The main difference between the two is the way they are used. Hiking poles are used in an upright position with arms bent for stability, while Nordic poles rest behind you with straight arms. Nordic walking poles push you forward and mimic a more natural walking movement while hiking poles offer better stability on uneven terrain.
Is it good to walk with trekking poles?
Using trekking poles while hiking has many benefits like enhanced stability and support, reduced strain on joints, improved balance, and increased endurance. They can help you in many different ways and we highly recommend using them.
What’s the difference between trekking poles and hiking sticks?
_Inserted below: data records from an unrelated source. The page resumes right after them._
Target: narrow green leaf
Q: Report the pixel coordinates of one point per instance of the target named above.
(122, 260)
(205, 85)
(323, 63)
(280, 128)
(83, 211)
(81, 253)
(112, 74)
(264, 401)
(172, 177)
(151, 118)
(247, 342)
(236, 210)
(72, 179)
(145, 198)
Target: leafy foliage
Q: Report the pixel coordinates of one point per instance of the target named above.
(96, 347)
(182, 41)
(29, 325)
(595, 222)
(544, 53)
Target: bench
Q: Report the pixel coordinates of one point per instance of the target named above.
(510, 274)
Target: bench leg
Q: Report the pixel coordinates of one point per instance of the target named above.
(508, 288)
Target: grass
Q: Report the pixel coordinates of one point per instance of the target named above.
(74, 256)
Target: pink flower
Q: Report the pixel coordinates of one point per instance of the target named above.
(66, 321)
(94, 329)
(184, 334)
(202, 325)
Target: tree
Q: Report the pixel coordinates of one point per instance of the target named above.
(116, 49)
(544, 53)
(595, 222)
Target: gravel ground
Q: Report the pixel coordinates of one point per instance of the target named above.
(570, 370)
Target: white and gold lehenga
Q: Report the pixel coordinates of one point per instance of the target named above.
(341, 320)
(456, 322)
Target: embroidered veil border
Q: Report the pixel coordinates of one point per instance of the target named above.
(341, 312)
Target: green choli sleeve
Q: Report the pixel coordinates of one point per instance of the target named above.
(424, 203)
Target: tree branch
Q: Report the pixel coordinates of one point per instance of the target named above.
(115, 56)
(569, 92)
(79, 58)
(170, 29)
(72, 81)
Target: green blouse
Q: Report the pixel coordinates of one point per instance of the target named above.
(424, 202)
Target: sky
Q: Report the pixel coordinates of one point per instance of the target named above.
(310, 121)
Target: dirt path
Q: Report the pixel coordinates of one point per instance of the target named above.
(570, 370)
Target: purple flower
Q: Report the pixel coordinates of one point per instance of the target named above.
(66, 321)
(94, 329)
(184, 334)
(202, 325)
Trekking poles are typically used as a pair with one in each hand, while hiking sticks are usually used as a single pole. It’s personal preference if you want one or two poles, but we personally like having two.
Learning how to use trekking poles effectively can greatly enhance your overall hiking experience. By providing increased stability, reduced strain on joints, and improved balance, trekking poles can help you tackle more challenging trails with confidence.
Take the time to select the right poles for your needs, practice proper technique, and maintain your poles regularly to ensure they serve you well on all your hiking adventures.